Je siège à la commission agriculture à la Région Auvergne Rhône Alpes. Je m’en fais régulièrement le relais ici. Malheureusement je dois dire qu’on y parle peu d’agriculture et surtout de tuyaux, de fonds européens, de dispositifs et de paperasse. A la Brazil. Mais qu’à cela ne tienne : on s’y met, on décortique des dossiers parfois très techniques, et s’il le faut je me fais éclairer certains points par les acteurs sur le terrain. Depuis le début du mandat, un petit groupe s’est constitué dans les réseaux de l’agriculture paysanne et bio, dont la confiance et le respect se gagnent à force de bosser les dossiers, de consulter et de rendre compte. Parfois, ce sont eux qui m’alertent, vu le peu d’infos dont on dispose dans l’institution en tant qu’élus d’opposition, ou me demandent de vérifier si une demande est bien soumise au vote, ou de poser une question en commission. On bosse, quoi.

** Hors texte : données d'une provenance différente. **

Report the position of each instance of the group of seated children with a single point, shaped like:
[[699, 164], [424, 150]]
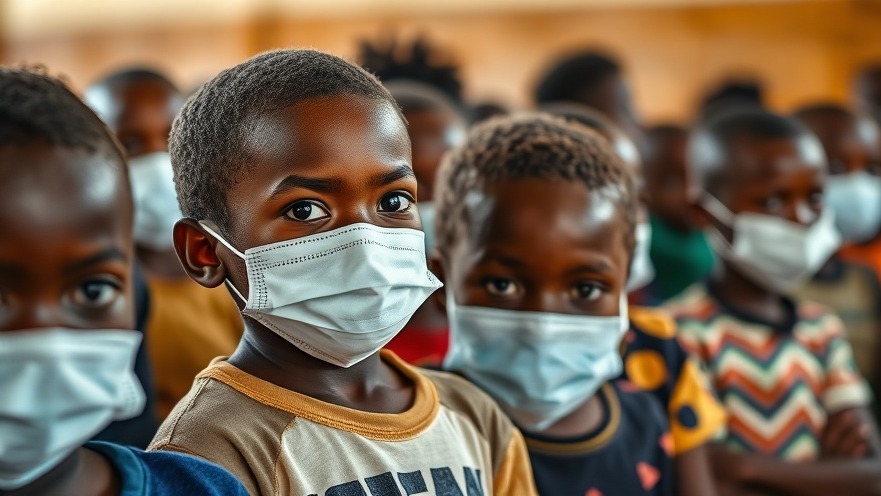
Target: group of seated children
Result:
[[288, 188]]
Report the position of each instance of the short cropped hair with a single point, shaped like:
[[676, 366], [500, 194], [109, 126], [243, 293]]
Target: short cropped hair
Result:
[[38, 108], [574, 77], [129, 75], [709, 149], [207, 141], [528, 146]]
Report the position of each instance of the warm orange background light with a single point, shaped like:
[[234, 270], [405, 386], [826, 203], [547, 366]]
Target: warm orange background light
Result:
[[802, 50]]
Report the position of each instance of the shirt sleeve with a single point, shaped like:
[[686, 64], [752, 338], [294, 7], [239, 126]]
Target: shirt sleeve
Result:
[[514, 474], [844, 386]]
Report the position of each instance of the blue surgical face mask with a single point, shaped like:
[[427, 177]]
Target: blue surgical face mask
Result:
[[539, 366]]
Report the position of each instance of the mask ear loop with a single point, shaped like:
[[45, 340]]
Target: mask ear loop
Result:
[[231, 248]]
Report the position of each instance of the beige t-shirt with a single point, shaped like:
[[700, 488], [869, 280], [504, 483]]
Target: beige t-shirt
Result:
[[452, 440]]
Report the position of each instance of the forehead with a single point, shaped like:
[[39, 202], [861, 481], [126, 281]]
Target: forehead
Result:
[[751, 160], [336, 127], [131, 100], [55, 197], [545, 215]]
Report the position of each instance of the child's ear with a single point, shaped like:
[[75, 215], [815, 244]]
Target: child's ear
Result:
[[196, 250], [436, 265]]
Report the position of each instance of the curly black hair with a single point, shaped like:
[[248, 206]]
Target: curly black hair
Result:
[[207, 139], [418, 61], [529, 145], [38, 108], [575, 77], [711, 144]]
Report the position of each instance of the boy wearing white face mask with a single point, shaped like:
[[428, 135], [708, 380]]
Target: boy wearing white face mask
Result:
[[67, 344], [188, 325], [853, 191], [784, 370], [535, 250], [294, 171]]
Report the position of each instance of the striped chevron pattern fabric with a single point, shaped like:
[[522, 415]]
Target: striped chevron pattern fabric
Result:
[[777, 384]]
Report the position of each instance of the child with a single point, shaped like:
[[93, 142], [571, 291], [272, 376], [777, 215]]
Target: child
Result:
[[188, 325], [783, 370], [536, 260], [853, 191], [66, 306], [679, 252], [293, 169]]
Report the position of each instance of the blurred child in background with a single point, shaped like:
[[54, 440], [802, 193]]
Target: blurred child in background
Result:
[[853, 191], [536, 248], [783, 369], [67, 344], [188, 325], [679, 253]]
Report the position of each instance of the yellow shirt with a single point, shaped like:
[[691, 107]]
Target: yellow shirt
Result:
[[452, 440], [187, 327]]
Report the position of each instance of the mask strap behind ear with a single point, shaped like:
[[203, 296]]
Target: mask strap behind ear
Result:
[[224, 242], [231, 248]]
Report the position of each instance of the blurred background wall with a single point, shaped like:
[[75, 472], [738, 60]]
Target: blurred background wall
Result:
[[673, 49]]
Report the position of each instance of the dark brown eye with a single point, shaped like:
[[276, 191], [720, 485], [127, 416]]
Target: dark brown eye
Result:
[[501, 287], [395, 202], [306, 211], [95, 293]]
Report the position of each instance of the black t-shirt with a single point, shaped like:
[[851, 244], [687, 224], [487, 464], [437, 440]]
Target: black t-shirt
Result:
[[627, 455]]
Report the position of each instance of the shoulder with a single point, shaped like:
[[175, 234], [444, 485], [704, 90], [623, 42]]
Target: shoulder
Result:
[[465, 399], [168, 473], [227, 426]]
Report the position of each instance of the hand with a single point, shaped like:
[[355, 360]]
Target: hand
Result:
[[846, 435]]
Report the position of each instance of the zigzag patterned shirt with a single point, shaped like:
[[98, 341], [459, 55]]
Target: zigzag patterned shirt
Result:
[[778, 383]]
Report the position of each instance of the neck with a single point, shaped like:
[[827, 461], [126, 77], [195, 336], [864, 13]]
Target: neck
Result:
[[369, 385], [744, 295], [84, 472], [163, 264]]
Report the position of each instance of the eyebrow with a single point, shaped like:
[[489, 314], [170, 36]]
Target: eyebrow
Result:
[[598, 267], [100, 257], [400, 172], [299, 182]]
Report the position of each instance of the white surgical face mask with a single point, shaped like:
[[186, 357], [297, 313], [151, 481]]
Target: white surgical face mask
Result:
[[339, 295], [427, 212], [156, 207], [856, 200], [58, 388], [539, 366], [641, 269], [777, 254]]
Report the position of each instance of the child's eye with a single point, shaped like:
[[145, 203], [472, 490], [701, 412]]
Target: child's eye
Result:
[[772, 204], [95, 293], [395, 202], [306, 210], [501, 287], [587, 291]]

C’est ainsi que j’ai été interpellée sur les nouvelles aides régionales à l’installation et à la transmission d’ « exploitations » agricoles (comme on dit, même si je n’aime pas cette expression). Sur le principe, les aides baissent sur l’accueil (mieux financé par l’Etat) pour être augmentées sur l’accompagnement et le suivi, l’aide à l’installation qui n’existait pas en Auvergne fait son apparition, les montants sont jugés raisonnables, la prospection doit être accentuée pour repérer ceux qui veulent devenir agriculteurs et ceux qui vont bientôt arrêter. Pourquoi pas. Et pourtant, nous allons voter contre ce rapport.
Pourquoi ?
D’abord, parce que ce changement de politique aurait nécessité de passer en assemblée plénière, où tous les élus sont présents, peuvent débattre pubiquement et déposer des amendements. Là elle ne va passer qu’en commission permanente ce 18 mai, à huis-clos, avec une partie des élus seulement, sans débat ni amendements. Ensuite, parce que les aides à la trésorerie sont désormais réservées aux jeunes agriculteurs de moins de 40 ans. Et aussi parce que le Comité régional en charge de ces questions (le CRIT) n’a pas été réuni depuis le mois de janvier et ne s’est donc pas exprimé sur ces nouvelles orientations. Ou encore parce qu’il n’y a rien sur le foncier, l’accès aux terres agricoles, qui est pourtant un des freins majeurs à l’installation de nouveaux paysans avec des terres arables qui se réduisent comme peau de chagrin, notamment à cause de projets de béton financés par la Région (A45, Lyon-Turin, gare TGV d’Allan…) sans parler de la coupe des subventions à des organismes comme Terre de Liens.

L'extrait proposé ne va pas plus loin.